PREP: 10 mins COOK: 30 mins TOTAL: 40 mins SERVINGS: 4–5 servings
1 large butternut squash (about 3 pounds, peeled, seeded, and cut into 1-inch cubes)
1 1/2 tablespoons extra-virgin olive oil
1 1/2 tablespoons pure maple syrup
1 3/4 teaspoons kosher salt (not regular table salt, or the recipe will be too salty; or reduce the amount and add a bit at the end as needed)
3/4 teaspoon ground cinnamon
1/2 teaspoon ground black pepper
1 tablespoon chopped fresh rosemary
Position racks in the upper and lower thirds of your oven and preheat the oven to 400 degrees F. Generously coat two baking sheets with nonstick spray.
Place the squash cubes in a large bowl. Drizzle with the olive oil and maple syrup, then sprinkle the salt, cinnamon, and pepper over the top. Toss to coat, then divide between the two baking sheets, discarding any excess liquid with that collects at the bottom of the bowl. Spread the cubes in a single layer on the prepared baking sheets, taking care that they do not overlap.
Place the pans in the upper and lower thirds of your oven and bake for 15 minutes.

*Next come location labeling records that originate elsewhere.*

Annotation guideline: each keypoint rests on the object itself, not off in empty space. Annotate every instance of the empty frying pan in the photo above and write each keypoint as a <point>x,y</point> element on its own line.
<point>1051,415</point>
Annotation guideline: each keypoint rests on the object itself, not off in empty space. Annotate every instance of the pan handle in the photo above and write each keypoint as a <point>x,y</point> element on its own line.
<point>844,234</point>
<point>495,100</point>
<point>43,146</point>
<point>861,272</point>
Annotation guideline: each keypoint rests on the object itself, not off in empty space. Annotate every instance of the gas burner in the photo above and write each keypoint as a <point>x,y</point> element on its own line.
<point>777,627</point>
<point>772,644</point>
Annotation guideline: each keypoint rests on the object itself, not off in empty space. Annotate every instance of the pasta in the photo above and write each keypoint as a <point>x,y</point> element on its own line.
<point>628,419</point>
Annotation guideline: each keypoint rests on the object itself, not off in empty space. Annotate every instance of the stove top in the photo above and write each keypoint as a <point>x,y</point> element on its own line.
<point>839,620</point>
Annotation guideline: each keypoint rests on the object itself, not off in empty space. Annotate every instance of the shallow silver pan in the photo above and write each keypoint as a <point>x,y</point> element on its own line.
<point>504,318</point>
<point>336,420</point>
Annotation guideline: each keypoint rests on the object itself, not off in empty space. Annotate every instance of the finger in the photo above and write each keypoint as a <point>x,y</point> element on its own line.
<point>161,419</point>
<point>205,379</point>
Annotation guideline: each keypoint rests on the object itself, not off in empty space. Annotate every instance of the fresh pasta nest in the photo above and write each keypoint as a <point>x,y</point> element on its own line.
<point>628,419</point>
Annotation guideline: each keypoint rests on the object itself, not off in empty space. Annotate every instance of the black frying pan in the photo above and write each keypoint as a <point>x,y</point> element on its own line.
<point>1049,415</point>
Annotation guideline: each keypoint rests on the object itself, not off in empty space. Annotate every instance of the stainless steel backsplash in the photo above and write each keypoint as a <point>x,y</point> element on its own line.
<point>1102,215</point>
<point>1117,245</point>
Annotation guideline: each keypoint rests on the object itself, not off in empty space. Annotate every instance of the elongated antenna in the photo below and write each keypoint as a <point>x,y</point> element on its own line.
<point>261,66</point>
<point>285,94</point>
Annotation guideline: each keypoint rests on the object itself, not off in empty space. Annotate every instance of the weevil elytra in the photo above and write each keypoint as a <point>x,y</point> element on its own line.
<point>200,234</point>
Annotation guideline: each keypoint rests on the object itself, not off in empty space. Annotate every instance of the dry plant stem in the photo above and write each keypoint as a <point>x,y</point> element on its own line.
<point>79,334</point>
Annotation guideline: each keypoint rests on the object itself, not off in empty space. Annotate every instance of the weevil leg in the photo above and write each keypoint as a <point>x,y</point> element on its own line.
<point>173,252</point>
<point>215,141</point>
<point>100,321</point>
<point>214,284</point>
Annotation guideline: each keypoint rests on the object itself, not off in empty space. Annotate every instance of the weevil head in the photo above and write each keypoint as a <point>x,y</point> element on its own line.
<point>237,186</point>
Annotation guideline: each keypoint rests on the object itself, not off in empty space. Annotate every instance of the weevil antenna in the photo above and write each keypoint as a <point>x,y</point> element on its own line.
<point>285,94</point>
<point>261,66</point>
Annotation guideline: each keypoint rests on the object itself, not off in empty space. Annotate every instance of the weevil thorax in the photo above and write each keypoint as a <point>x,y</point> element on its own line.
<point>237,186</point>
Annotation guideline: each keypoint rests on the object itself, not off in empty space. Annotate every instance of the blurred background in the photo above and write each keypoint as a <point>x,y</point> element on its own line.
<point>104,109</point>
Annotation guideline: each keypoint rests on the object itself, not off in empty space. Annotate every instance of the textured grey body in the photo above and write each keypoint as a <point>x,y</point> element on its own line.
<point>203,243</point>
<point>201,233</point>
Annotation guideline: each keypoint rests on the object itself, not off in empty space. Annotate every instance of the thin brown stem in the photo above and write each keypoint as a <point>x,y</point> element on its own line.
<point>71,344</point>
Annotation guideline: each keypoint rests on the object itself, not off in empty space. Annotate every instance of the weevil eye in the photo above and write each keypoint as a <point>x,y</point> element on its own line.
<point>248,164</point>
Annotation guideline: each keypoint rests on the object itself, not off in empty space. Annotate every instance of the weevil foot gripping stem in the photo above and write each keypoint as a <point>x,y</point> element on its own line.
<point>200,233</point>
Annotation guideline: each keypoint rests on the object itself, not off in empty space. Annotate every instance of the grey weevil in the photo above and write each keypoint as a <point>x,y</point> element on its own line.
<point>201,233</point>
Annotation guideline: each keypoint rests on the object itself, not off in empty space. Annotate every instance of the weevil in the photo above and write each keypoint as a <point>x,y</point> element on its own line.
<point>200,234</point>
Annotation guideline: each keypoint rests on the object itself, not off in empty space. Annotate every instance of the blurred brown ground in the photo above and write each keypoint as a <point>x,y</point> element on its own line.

Remove the pans from the oven, turn the cubes with a spatula, then return to the oven, switching the pans’ positions on the upper and lower racks. Continue baking until the squash is tender, about 10 to 15 additional minutes. Remove from the oven and sprinkle the rosemary over the top. Serve warm.
TO MAKE AHEAD: Squash can be diced 1 day in advance. Store cubes in an airtight container in the refrigerator until ready to bake.
TO STORE: Store leftovers in an airtight storage container in the refrigerator for 4 to 5 days.
TO REHEAT: Reheat gently over low heat in a skillet on the stovetop, in the oven at 350 degrees F, or in the microwave until warmed through. Between these three options, the oven or skillet will give you the best consistency.
TO FREEZE: Lay cooked butternut in a single layer on baking sheets, and place in the freezer until frozen. Place frozen squash in an airtight freezer-safe storage container in the freezer for up to 3 months. Let thaw in the refrigerator the night before reheating. Note that when frozen, roasted vegetables will become somewhat more mushy (but they are certainly safe to eat and we don’t mind a little mush for the convenience!).